Regia di Elia Kazan vedi scheda film
Johnny Friendly è il boss del sindacato dei portuali. Controlla le banchine e fa il buono e il cattivo tempo. Nonostante la polizia sa che è responsabile di diversi omicidi, non avendo testimoni pronti a puntargli contro il dito, per paura di ripercussioni e anche di perdere il lavoro. Terry, fratello di Charles, braccio destro di Johnny, ed ex pugile, si ribellerà al “sistema” anche a rischio della vita e non solo della sua.
Con un bianco e nero quasi sporco, ritmi lenti, inesistenti inquadrature memorabili e dialoghi centellinati, Elia Kazan dirige uno dei suoi film più intensi. Costruisce una trama lineare su personaggi potenti. Oltre alla parabola personale e psicologica di Terry, che approfondiremo poi, a restare impresse sono diverse figure. Padre Barry, prete incorruttibile che non perde mai la voglia e l’occasione di sputare in faccia ai delinquenti il suo disprezzo; Charley Malloy che vive all’ombra di Johnny ed effettivamente non inquadriamo mai fino in fondo e poi lo stesso Johnny Friendly, circondato da buoni a nulla che lo venerano e per questo convinto di poter essere intoccabile, almeno fin quando non sarà lui a pizzicare le corde sbagliate, servendoci e servendosi note stonate.
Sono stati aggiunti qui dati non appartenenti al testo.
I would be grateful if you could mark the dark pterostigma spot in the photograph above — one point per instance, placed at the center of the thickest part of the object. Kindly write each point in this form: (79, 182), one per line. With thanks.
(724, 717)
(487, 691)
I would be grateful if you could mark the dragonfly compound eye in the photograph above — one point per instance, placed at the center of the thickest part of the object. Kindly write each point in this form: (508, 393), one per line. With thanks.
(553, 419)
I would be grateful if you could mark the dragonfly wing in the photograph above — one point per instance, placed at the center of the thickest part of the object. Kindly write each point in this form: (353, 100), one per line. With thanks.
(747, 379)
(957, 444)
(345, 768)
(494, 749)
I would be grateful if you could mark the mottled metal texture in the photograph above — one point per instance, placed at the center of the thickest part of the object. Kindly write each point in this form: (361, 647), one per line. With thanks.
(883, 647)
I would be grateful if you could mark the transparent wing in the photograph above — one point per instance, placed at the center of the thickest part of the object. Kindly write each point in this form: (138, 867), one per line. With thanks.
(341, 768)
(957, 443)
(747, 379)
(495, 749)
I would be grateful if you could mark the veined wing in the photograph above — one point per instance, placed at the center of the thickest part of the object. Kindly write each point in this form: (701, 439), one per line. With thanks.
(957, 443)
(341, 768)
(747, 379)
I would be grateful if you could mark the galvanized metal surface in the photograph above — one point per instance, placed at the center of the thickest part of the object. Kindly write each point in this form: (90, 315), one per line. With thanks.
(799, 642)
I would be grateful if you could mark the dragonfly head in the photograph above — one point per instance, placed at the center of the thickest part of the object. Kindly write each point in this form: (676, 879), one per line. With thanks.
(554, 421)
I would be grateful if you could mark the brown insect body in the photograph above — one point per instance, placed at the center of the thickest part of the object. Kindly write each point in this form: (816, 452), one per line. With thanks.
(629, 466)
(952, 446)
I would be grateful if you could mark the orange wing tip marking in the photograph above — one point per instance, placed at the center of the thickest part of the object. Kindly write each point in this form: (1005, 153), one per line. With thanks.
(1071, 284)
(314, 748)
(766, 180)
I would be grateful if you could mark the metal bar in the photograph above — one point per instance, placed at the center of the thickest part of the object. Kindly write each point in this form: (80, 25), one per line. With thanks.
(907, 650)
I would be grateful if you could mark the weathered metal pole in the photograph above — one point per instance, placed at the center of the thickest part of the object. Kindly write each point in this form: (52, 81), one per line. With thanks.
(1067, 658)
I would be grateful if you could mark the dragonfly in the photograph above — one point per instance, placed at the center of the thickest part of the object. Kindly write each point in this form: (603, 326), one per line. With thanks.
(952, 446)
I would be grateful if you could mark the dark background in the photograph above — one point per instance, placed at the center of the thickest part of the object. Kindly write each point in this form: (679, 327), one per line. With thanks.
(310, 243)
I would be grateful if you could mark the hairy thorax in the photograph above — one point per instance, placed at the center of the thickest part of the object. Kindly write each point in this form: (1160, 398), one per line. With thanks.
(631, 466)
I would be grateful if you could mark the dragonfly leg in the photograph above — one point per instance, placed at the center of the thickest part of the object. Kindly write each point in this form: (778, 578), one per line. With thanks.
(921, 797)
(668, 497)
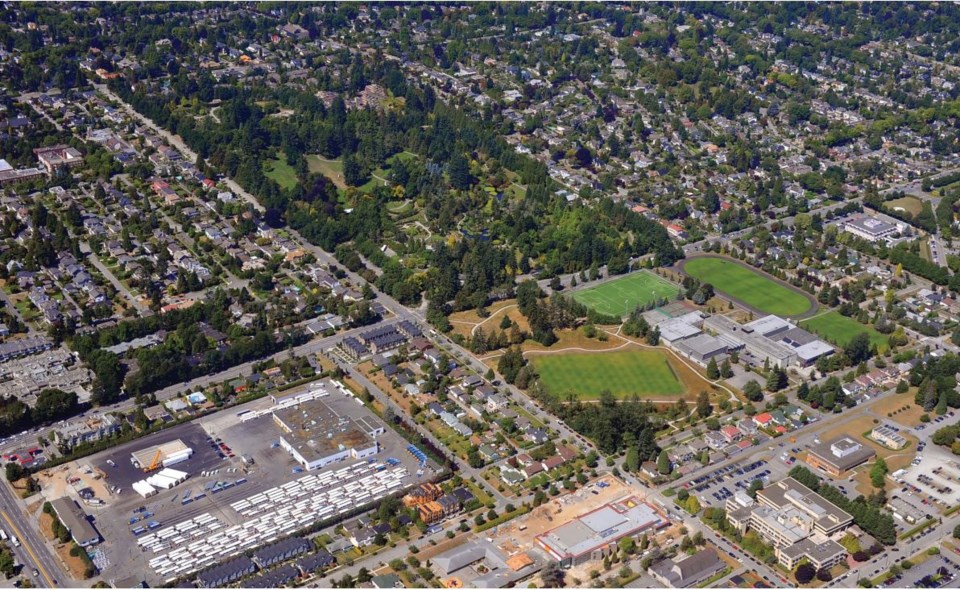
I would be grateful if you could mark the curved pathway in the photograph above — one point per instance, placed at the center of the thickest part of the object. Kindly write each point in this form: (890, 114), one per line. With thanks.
(814, 305)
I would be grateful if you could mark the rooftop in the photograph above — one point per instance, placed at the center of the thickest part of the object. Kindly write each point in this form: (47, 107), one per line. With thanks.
(315, 430)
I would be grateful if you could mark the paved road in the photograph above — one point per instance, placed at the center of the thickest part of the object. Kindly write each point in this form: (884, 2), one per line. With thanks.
(178, 143)
(33, 552)
(120, 287)
(466, 471)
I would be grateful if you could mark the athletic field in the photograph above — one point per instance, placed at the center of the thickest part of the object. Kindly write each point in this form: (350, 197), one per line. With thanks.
(643, 372)
(839, 330)
(621, 296)
(747, 285)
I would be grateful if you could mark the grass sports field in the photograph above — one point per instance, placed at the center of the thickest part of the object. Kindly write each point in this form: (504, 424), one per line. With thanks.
(644, 372)
(839, 329)
(280, 172)
(748, 286)
(623, 295)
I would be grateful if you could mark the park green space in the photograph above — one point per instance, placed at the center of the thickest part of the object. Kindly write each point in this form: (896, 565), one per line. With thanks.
(838, 329)
(332, 169)
(910, 204)
(280, 172)
(620, 296)
(646, 373)
(747, 285)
Terry Malloy è evidentemente l’emblema delle coscienze di tutti i protagonisti, nessuno escluso. Gomma da masticare, giaccone a quadri, modi da spaccone e la convinzione di essere furbo da fare schifo, con tanto di espressione e atteggiamento menefreghista, magistralmente replicato da Marlon Brando. Il suo oscillare tra l’illegale e i legami è un monito per lo spettatore a cui finisce per essere chiaro, fin da subito, che sta per assistere ad una mutazione anzi una maturazione così repentina e radicale da sembrare assurda; non fosse per le motivazioni più che profonde che animano l’irrequieto Terry che inizialmente sembra provare più amore per i piccioni che alleva piuttosto che per gli uomini che lo hanno cresciuto.
Terry Malloy potrebbe essere uno qualsiasi di quei ragazzi di strada che si ritrovano senza più un sogno da rincorrere ma con solo la dignità da preservare e un alito di coscienza che sembra, in sottofondo, richiamare l’attenzione.
Politica, religione e famiglia, un trittico che scotta e che non sempre è semplice convogliare in una sola pellicola o almeno non sempre si riesce a dosarli nel modo opportuno, senza che uno prevalga sull’altro, Elia Kazan ci riesce. Confeziona un film denuncia che resterà negli annali della settima arte, con otto premi oscar vinti, tra cui il primo, dei due vinti nella sua intera carriere, a Marlon Brando.
Un film pesante sia come argomenti che come svolgimento ma necessario.